Estaba mirando los periódicos de varios días. De pronto vi la imagen del presidente Santos montado en una tarima en el Caguán, alcancé a ver también al senador Eduardo Gechem Turbay. Leí uno o dos párrafos donde Santos le endilgaba a las Farc responsabilidad en el despojo de tierras. Pasé a otro diario y allí estaba un artículo que daba cuenta de la última encuesta de Gallup y traía cifras de la caída de la favorabilidad del presidente y del gran escepticismo sobre las negociaciones de paz que se adelantan en La Habana.
Me había desentendido de la prensa. Enfrascado en estudiar uno por uno los datos y las apreciaciones sobre el desarrollo del conflicto en el 2012 que publicará Arco Iris próximamente, no había dedicado tiempo a las noticias y a los debates que se ventilaban en los medios. Ahora volvía a mi obsesión de darle vueltas y vueltas a los diarios y a las revistas. No pude evitar que la imagen del Caguán y la descripción de la encuesta se juntaran en mi cabeza. Por un instante asocié la pérdida de popularidad de Santos con este tipo de presentaciones e intervenciones.
Me pregunté. ¿A quién se le ocurrió organizar el viaje del presidente al Caguán? ¿Cómo es posible que a alguien le parezca bueno que el líder que se ha propuesto culminar con éxito las negociaciones de paz se vaya al municipio símbolo del fracaso de las anteriores conversaciones y se lleve a Gechem Turbay víctima del secuestro que propició la ruptura de aquella mesa? ¿Quién le dice al presidente que es magnifico para su imagen y beneficioso para las negociaciones de paz la constante querella verbal con la guerrilla?

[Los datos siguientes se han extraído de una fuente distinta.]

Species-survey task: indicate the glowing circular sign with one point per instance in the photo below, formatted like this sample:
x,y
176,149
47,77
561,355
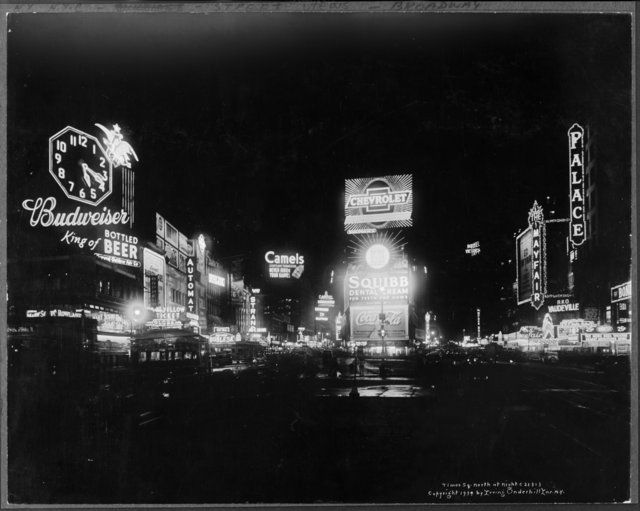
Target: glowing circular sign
x,y
377,256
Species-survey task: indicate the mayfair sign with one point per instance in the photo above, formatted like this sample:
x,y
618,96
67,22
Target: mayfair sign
x,y
621,292
577,227
284,266
191,286
536,223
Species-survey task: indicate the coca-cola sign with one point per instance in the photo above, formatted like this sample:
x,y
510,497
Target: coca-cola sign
x,y
372,318
365,322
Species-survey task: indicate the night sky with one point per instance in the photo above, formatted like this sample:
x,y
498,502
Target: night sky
x,y
247,125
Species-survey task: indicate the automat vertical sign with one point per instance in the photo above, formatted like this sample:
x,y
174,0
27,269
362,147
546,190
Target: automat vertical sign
x,y
536,222
576,185
191,286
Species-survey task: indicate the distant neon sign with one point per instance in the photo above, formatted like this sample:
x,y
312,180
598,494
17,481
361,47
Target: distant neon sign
x,y
536,222
191,285
621,292
473,249
577,227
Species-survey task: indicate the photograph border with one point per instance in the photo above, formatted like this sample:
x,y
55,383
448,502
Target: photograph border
x,y
407,7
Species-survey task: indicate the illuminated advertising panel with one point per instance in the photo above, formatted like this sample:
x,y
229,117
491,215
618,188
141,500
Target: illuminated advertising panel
x,y
217,280
83,167
536,223
564,305
576,184
175,244
621,292
154,278
377,203
191,286
166,317
473,249
369,287
120,248
284,266
365,322
80,166
324,307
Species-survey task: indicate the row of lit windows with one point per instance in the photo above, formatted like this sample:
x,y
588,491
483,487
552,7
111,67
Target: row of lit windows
x,y
114,289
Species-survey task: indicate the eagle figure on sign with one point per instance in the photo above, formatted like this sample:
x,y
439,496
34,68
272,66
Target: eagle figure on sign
x,y
118,149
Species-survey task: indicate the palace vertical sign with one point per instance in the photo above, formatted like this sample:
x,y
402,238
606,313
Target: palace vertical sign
x,y
577,226
536,223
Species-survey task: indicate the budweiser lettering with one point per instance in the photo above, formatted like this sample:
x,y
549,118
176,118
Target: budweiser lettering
x,y
371,318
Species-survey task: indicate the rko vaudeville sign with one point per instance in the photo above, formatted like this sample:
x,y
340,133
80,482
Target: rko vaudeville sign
x,y
82,168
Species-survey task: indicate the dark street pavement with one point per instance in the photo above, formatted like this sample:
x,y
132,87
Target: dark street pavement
x,y
507,432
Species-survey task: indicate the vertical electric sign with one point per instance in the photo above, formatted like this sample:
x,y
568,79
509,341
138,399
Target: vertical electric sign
x,y
191,286
536,222
576,185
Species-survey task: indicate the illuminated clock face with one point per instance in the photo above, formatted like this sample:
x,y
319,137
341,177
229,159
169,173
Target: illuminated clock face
x,y
80,166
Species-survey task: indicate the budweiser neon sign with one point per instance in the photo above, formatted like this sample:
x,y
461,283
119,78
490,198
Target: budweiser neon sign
x,y
44,214
369,317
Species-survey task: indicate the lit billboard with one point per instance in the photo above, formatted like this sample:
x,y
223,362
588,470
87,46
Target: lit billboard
x,y
78,210
370,287
284,265
365,322
375,203
523,266
576,184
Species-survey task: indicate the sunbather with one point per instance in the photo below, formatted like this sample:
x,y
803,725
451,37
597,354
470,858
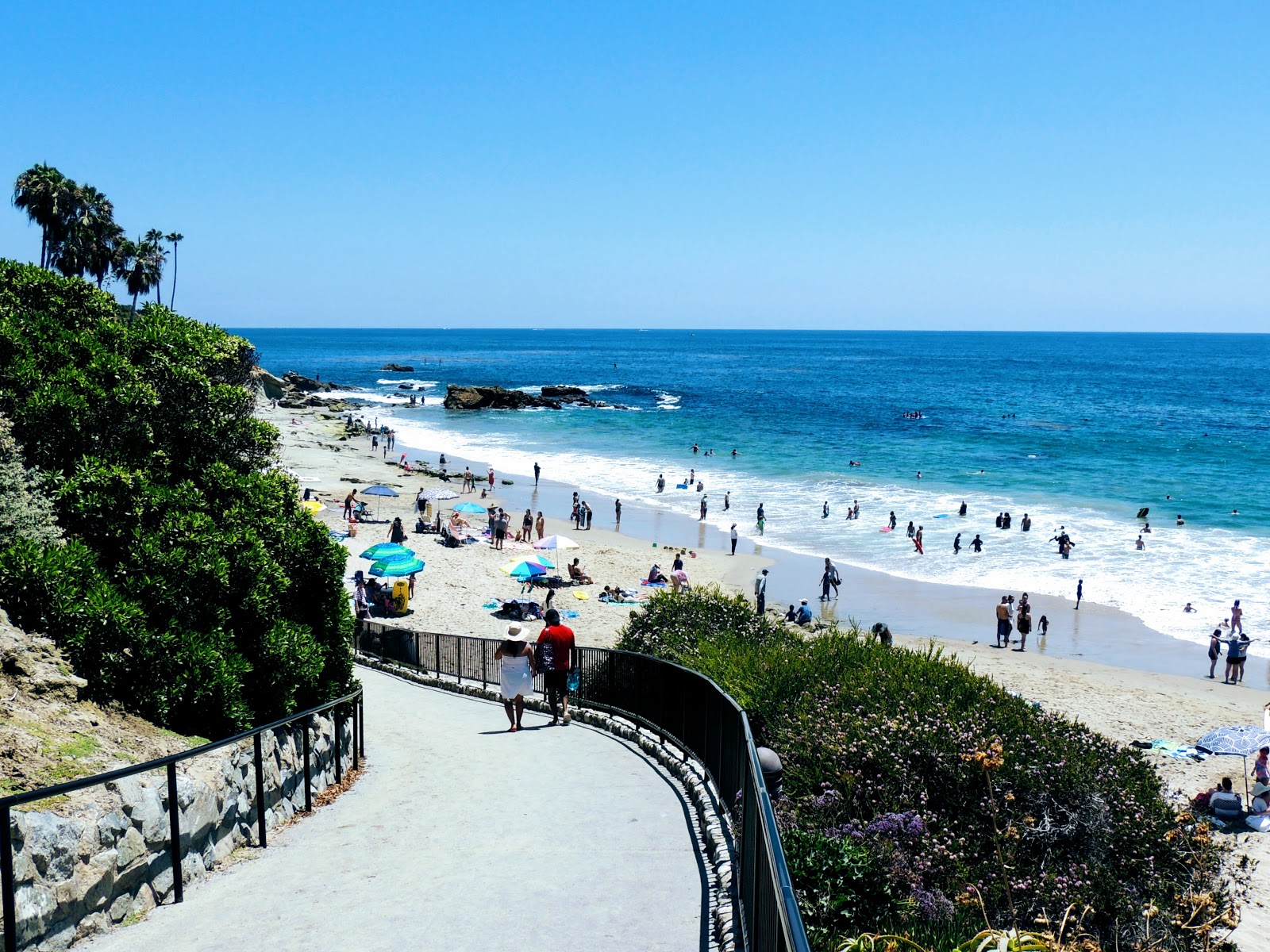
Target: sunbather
x,y
577,575
1225,803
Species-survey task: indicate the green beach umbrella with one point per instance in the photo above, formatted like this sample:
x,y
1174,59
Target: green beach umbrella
x,y
403,566
387,550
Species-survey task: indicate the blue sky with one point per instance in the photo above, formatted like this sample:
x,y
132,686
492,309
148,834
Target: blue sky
x,y
1099,167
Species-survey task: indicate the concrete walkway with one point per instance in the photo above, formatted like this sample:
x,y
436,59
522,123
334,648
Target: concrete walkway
x,y
461,837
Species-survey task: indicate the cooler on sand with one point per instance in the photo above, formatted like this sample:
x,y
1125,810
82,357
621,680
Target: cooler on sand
x,y
400,596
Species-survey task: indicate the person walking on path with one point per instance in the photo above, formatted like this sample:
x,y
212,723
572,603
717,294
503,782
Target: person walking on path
x,y
761,592
556,659
516,673
1214,653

Me perdonan. Sé muy poco de marketing político. Pero esta manera de encarar el objetivo fundamental que se ha trazado Santos me parece desastrosa. Me dicen que este es quizás el gobierno que más y mejores comunicadores y asesores de imagen reúne. Puede ser entonces que el despiste sea un efecto negativo de la saturación. Pero estos eventos me dan licencia para apelar al sentido común e intentar unos consejos no pedidos.
El presidente Santos tendría que dejarse llevar por las convicciones que proclamó en dos momentos fecundos de su vida. En la celebración de los 100 años de El Tiempo: “Estoy convencido -como lo estaban los republicanos de 1911- que llegó la hora de enterrar odios, de sembrar concordia y de construir unidos un país digno para nuestros hijos”. Al final del discurso de posesión, palabra por palabra, lo mismo: “ ¡Llegó la hora de enterrar odios! ¡ Llegó la hora de sembrar concordia!”.

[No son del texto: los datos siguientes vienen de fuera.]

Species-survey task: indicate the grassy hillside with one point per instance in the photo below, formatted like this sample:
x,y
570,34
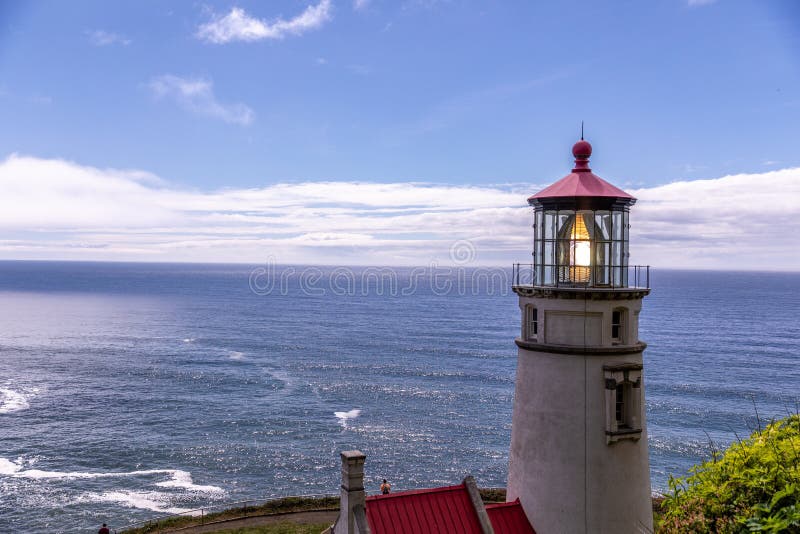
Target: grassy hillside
x,y
753,487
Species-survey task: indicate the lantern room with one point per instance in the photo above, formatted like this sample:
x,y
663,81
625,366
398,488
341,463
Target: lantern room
x,y
581,229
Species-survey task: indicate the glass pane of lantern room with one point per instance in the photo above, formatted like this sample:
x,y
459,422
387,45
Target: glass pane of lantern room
x,y
618,225
550,225
602,271
548,260
617,268
565,222
602,221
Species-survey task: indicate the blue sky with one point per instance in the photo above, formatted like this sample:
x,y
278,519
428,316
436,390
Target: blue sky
x,y
223,96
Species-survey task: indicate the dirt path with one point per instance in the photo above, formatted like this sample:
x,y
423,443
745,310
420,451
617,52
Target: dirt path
x,y
323,516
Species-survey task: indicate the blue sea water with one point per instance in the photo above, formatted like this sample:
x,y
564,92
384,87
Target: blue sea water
x,y
129,391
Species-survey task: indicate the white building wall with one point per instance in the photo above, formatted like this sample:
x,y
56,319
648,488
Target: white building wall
x,y
568,476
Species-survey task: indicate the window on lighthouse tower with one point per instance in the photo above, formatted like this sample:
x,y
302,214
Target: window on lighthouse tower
x,y
531,326
623,393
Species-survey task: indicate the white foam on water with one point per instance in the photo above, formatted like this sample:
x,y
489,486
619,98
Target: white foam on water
x,y
183,480
155,501
346,416
178,478
13,401
9,467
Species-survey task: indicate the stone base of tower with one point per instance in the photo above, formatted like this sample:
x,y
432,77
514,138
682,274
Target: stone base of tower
x,y
572,472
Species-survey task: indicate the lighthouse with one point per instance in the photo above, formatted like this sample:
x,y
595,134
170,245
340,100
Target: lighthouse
x,y
578,460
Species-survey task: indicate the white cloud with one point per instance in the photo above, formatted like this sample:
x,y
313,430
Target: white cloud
x,y
104,38
197,96
239,26
61,210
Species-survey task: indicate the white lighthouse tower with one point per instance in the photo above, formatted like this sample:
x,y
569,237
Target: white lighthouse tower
x,y
578,458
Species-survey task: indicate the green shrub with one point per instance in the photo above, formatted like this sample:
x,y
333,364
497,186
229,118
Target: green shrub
x,y
753,487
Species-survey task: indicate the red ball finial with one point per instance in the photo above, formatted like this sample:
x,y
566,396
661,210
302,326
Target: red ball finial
x,y
582,149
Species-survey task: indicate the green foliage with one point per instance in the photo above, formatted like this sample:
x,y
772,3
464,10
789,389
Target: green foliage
x,y
753,487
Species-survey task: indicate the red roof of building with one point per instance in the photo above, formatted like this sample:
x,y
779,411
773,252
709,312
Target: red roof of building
x,y
581,182
509,518
441,511
437,510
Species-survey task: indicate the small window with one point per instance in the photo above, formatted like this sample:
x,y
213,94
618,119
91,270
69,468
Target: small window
x,y
623,401
532,326
617,326
621,408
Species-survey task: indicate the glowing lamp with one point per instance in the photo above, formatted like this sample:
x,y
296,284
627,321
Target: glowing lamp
x,y
581,229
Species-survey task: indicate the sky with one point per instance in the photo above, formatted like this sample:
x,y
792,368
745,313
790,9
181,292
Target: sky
x,y
388,133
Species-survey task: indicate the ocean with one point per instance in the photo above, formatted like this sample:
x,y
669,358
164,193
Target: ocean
x,y
129,391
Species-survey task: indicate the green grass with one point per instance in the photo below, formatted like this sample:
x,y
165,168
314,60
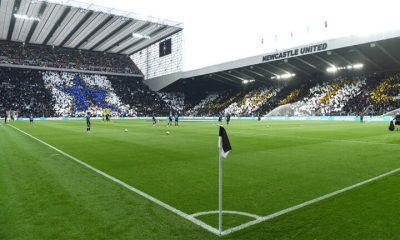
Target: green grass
x,y
273,165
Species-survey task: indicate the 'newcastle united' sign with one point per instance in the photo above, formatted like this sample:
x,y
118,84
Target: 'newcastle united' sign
x,y
295,52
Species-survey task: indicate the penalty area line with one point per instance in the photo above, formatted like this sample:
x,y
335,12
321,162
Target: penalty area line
x,y
135,190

Quiero creer que estas oraciones dichas en momentos donde Santos estaba obligado a buscar en su memoria lo mejor de su tradición, lo que es más caro a su espíritu, son sinceras. Por eso le recomiendo seguir su huella. Creo que en ambas ocasiones estaba evocando los días en que se fundó El Tiempo. Cuando el país estaba cerrando las heridas dejadas por los conflictos del siglo XIX, especialmente el inmenso dolor de la guerra de los Mil Días. Eran tiempos de reconciliación y de modernización. Ahora hay que convencer al país de eso. Ese tiene que ser el discurso diario, rayado, como fue en tiempos recientes la invocación de la seguridad.
Sé que no es fácil mantenerse en esta línea. A Santos le ha tocado enfrentar algo inédito. Discutir con una feroz oposición de derecha encabezada por el expresidente más popular que ha tenido el país en la historia contemporánea y negociar con una guerrilla tan dura en sus acciones como incierta en sus propósitos de paz. Pero... ¿En quién debe pensar Santos a la hora de sus discursos y presentaciones? ¿En Uribe? ¿En las Farc? o en la mayoría del país que refleja en las encuestas dos cosas contradictorias: anhela un acuerdo de paz, pero desconfía de las negociaciones de La Habana.
El objetivo debe ser la gente. Santos tiene que convencer al país de que será el líder que firmará la paz. No lo logrará si duda en el acuerdo y se postula a la vez como un posible continuador de la guerra.